Pie V, né à
Bosco, ville de Lombardie, mais originaire de Bologne et de la noble
famille des Ghisleri, entra à l'âge de quatorze ans dans l'Ordre des
Frères Prêcheurs. On admirait en lui la patience, l'humilité
profonde, la grande
austérité
de la vie, l'amour pour l'oraison, l'observance régulière et le zèle
le plus ardent pour l'honneur de Dieu. Ses progrès dans la
philosophie et la théologie furent si remarquables, qu'il fut chargé
durant beaucoup d'années, et avec un grand succès, de l'enseignement
de ces sciences. Il exerça la prédication en beaucoup de lieux, avec
un grand profit pour ses auditeurs. Il remplit longtemps avec une
force d'âme invincible les fonctions d'inquisiteur, et préserva, au
péril même de sa vie, un grand nombre de villes de la séduction de
l'hérésie qui faisait des efforts pour les envahir.
Paul IV, dont il
était très estimé à cause de ses rares vertus, l'éleva au siège de
Népi et Sutri, et deux ans après il fut admis parmi les
cardinaux-prêtres de l'Église romaine. Transféré par Pie IV à
l'Église de Montréal dans le Piémont, et ayant remarqué plusieurs
abus qui s'étaient répandus dans ce diocèse, il en fit la visite
complète ; et tout étant réglé, il revint à Rome, où il fut chargé
des plus graves affaires, dans l'expédition desquelles il prit
toujours le parti de la justice, et déploya une constance et une
liberté apostoliques. A la mort de Pie IV, il fut élu Pape contre
l'attente de tout le monde ; mais, sauf l'extérieur, il ne changea
rien dans sa manière de vivre.

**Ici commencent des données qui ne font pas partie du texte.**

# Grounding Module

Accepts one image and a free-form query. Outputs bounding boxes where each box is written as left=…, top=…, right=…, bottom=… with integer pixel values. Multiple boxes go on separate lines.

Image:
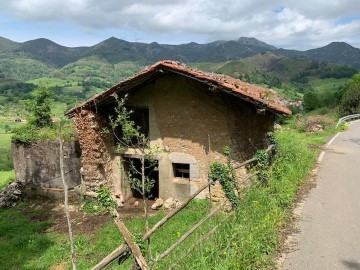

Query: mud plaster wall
left=75, top=110, right=119, bottom=194
left=121, top=74, right=274, bottom=198
left=76, top=74, right=274, bottom=199
left=12, top=141, right=81, bottom=189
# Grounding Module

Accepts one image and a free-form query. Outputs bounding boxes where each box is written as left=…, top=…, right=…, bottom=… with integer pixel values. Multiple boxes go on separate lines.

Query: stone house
left=66, top=61, right=291, bottom=205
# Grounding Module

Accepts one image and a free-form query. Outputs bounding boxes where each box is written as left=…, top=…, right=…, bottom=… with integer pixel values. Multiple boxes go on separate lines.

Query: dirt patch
left=22, top=199, right=111, bottom=234
left=117, top=198, right=166, bottom=219
left=22, top=198, right=164, bottom=234
left=276, top=168, right=317, bottom=270
left=50, top=262, right=67, bottom=270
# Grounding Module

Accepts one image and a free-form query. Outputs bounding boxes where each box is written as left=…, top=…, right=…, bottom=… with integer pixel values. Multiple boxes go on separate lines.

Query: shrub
left=0, top=147, right=14, bottom=171
left=339, top=74, right=360, bottom=116
left=295, top=115, right=335, bottom=132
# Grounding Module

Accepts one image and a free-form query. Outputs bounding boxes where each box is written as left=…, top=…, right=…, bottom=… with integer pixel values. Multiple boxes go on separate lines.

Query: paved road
left=283, top=121, right=360, bottom=270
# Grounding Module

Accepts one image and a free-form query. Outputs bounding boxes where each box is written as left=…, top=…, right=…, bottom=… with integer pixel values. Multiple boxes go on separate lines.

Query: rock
left=274, top=123, right=282, bottom=130
left=0, top=182, right=23, bottom=208
left=151, top=198, right=164, bottom=210
left=308, top=124, right=324, bottom=132
left=163, top=197, right=177, bottom=209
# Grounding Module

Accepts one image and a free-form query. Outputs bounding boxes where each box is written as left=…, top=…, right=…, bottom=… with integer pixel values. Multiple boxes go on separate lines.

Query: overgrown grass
left=0, top=170, right=15, bottom=191
left=0, top=124, right=334, bottom=269
left=11, top=124, right=76, bottom=143
left=0, top=134, right=14, bottom=171
left=170, top=131, right=325, bottom=269
left=0, top=201, right=212, bottom=269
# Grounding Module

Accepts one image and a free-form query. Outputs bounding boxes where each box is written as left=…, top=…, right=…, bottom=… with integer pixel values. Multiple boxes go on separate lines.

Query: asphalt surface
left=283, top=121, right=360, bottom=270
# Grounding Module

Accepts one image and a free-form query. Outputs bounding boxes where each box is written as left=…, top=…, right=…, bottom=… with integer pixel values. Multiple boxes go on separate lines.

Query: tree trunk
left=58, top=121, right=76, bottom=270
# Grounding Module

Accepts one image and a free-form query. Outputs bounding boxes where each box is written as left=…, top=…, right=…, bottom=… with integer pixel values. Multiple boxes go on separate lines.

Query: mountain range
left=0, top=37, right=360, bottom=70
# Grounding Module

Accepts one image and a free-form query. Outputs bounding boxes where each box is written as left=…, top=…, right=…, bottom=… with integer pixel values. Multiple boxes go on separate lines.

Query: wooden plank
left=234, top=144, right=274, bottom=169
left=92, top=179, right=214, bottom=270
left=115, top=220, right=149, bottom=270
left=92, top=244, right=128, bottom=270
left=143, top=179, right=213, bottom=241
left=169, top=225, right=219, bottom=270
left=155, top=200, right=226, bottom=263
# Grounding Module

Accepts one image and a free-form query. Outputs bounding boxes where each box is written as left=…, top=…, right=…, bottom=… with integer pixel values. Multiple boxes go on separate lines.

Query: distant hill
left=0, top=37, right=360, bottom=70
left=306, top=42, right=360, bottom=70
left=0, top=37, right=20, bottom=52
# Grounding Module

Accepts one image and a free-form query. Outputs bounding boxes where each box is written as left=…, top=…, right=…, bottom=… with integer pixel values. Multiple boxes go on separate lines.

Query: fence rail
left=92, top=144, right=272, bottom=270
left=336, top=113, right=360, bottom=128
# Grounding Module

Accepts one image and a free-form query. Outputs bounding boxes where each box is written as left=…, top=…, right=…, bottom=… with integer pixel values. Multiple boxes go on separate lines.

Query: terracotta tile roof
left=65, top=60, right=291, bottom=117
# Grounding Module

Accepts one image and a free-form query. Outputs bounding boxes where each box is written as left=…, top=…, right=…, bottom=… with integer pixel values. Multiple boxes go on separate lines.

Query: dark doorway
left=124, top=158, right=159, bottom=200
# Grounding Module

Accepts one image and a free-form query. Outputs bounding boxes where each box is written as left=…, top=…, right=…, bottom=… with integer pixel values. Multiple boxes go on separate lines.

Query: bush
left=0, top=147, right=14, bottom=171
left=339, top=74, right=360, bottom=116
left=11, top=124, right=77, bottom=144
left=295, top=115, right=335, bottom=132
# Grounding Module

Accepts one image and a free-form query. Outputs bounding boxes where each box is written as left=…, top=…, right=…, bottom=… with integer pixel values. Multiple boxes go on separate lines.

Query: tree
left=303, top=92, right=320, bottom=111
left=30, top=86, right=52, bottom=128
left=106, top=96, right=160, bottom=234
left=339, top=73, right=360, bottom=116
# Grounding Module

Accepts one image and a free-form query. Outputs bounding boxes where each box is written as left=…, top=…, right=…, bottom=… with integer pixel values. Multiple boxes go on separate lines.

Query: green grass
left=0, top=170, right=15, bottom=190
left=0, top=201, right=211, bottom=269
left=0, top=123, right=335, bottom=269
left=0, top=133, right=12, bottom=148
left=309, top=78, right=350, bottom=93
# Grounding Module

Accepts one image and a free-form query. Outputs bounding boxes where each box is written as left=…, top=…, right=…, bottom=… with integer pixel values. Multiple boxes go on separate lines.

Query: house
left=66, top=61, right=291, bottom=205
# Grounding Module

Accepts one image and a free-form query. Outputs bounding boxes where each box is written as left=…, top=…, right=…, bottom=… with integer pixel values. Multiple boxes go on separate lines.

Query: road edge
left=275, top=130, right=344, bottom=270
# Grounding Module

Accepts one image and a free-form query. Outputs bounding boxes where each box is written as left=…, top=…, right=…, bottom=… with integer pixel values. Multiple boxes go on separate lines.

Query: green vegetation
left=0, top=169, right=15, bottom=191
left=0, top=119, right=335, bottom=269
left=210, top=147, right=240, bottom=209
left=340, top=74, right=360, bottom=116
left=0, top=197, right=211, bottom=269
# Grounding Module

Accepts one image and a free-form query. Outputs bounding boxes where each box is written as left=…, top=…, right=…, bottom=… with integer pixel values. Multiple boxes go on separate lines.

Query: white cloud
left=0, top=0, right=360, bottom=49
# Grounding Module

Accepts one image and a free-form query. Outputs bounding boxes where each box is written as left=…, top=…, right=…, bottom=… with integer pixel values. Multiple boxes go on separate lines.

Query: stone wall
left=75, top=110, right=113, bottom=192
left=12, top=141, right=81, bottom=197
left=76, top=74, right=274, bottom=199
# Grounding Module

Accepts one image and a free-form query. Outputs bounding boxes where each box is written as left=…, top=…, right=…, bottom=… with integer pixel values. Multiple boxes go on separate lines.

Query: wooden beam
left=155, top=200, right=226, bottom=263
left=143, top=179, right=213, bottom=241
left=115, top=219, right=149, bottom=270
left=92, top=179, right=214, bottom=270
left=92, top=244, right=128, bottom=270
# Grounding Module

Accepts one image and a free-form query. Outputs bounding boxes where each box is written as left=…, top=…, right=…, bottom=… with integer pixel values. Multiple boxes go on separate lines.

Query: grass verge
left=0, top=170, right=15, bottom=191
left=0, top=124, right=334, bottom=269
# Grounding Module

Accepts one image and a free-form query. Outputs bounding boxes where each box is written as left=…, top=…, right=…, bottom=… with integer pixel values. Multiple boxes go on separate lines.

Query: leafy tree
left=339, top=73, right=360, bottom=116
left=30, top=86, right=52, bottom=128
left=105, top=96, right=160, bottom=234
left=303, top=92, right=320, bottom=111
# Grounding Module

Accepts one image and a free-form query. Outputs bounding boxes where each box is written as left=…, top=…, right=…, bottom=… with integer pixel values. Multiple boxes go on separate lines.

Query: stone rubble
left=151, top=198, right=164, bottom=210
left=163, top=197, right=178, bottom=209
left=0, top=182, right=23, bottom=209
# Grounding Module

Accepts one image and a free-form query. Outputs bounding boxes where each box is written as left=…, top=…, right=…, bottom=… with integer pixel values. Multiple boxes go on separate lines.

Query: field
left=0, top=118, right=335, bottom=269
left=309, top=78, right=349, bottom=93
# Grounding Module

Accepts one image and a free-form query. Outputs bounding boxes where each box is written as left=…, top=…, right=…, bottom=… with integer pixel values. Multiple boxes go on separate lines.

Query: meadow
left=0, top=119, right=336, bottom=269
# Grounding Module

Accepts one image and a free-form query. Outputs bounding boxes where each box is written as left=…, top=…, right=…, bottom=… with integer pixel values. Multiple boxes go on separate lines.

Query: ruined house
left=66, top=61, right=290, bottom=205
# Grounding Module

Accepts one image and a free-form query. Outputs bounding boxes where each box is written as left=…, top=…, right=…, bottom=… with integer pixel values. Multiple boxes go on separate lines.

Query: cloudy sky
left=0, top=0, right=360, bottom=50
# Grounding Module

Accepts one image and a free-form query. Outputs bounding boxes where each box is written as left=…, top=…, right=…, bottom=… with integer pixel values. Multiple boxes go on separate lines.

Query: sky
left=0, top=0, right=360, bottom=50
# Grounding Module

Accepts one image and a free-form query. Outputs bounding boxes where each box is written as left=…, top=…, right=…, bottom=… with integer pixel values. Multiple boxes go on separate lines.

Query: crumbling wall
left=75, top=110, right=113, bottom=195
left=12, top=141, right=81, bottom=197
left=75, top=74, right=274, bottom=198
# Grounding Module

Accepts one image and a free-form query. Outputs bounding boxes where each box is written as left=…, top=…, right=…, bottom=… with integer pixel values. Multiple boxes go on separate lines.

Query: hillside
left=0, top=37, right=360, bottom=70
left=0, top=37, right=360, bottom=121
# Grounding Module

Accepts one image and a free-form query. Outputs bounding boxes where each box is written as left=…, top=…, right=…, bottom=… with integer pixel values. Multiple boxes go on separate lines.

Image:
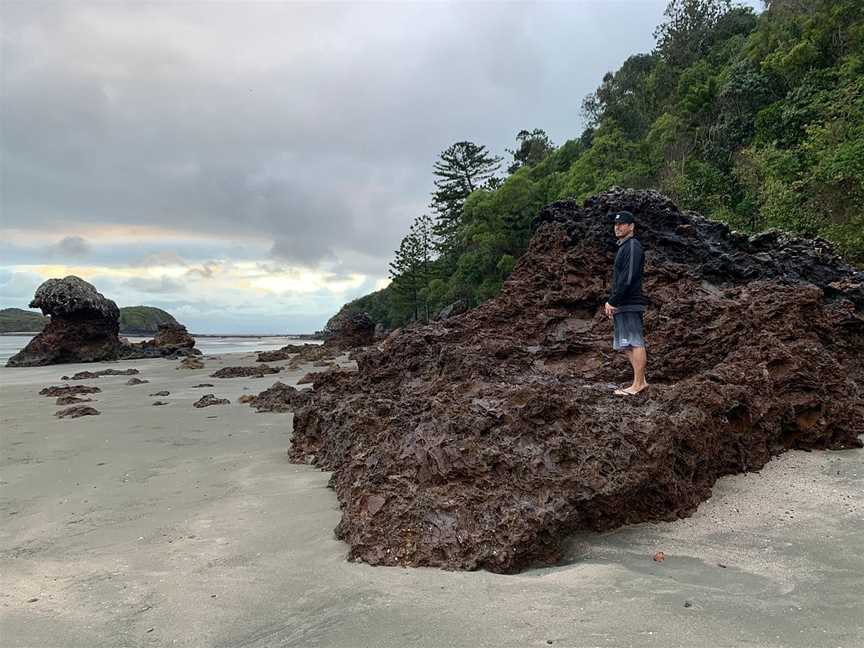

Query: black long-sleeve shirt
left=608, top=236, right=648, bottom=311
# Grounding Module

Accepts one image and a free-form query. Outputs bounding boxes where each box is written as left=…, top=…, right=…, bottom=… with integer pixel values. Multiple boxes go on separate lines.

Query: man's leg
left=628, top=347, right=648, bottom=392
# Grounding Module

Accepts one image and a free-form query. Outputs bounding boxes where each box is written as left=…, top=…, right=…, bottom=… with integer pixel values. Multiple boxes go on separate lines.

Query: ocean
left=0, top=335, right=320, bottom=366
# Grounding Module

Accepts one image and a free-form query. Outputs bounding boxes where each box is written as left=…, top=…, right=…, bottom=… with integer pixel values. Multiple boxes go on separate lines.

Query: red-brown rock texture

On remarqua en lui un zèle incessant
pour la propagation de la foi, une application infatigable au
rétablissement de la discipline ecclésiastique, une vigilance
assidue pour l'extirpation des erreurs, une bienfaisance sans bornes
pour soulager les nécessités des indigents, un courage invincible
pour soutenir les droits du Siège Apostolique.
La vie entière de
Pie V a été un combat. Dans les temps agités où il fut placé au
gouvernail de la sainte Église, l'erreur venait d'envahir une vaste
portion de la chrétienté, et menaçait le reste. Astucieuse et souple
dans les lieux où elle ne pouvait développer son audace, elle
convoitait l'Italie; son ambition sacrilège était de renverser la
chaire apostolique, et d'entraîner sans retour le monde chrétien
tout entier dans les ténèbres de l'hérésie. Pie défendit avec un
dévouement inviolable la Péninsule menacée. Avant d'être élevé aux
honneurs du pontificat suprême, il exposa souvent sa vie pour
arracher les villes à la séduction. Imitateur fidèle de Pierre
Martyr, on ne le vit jamais reculer en présence du danger, et
partout les émissaires de l'hérésie s'enfuirent à son approche.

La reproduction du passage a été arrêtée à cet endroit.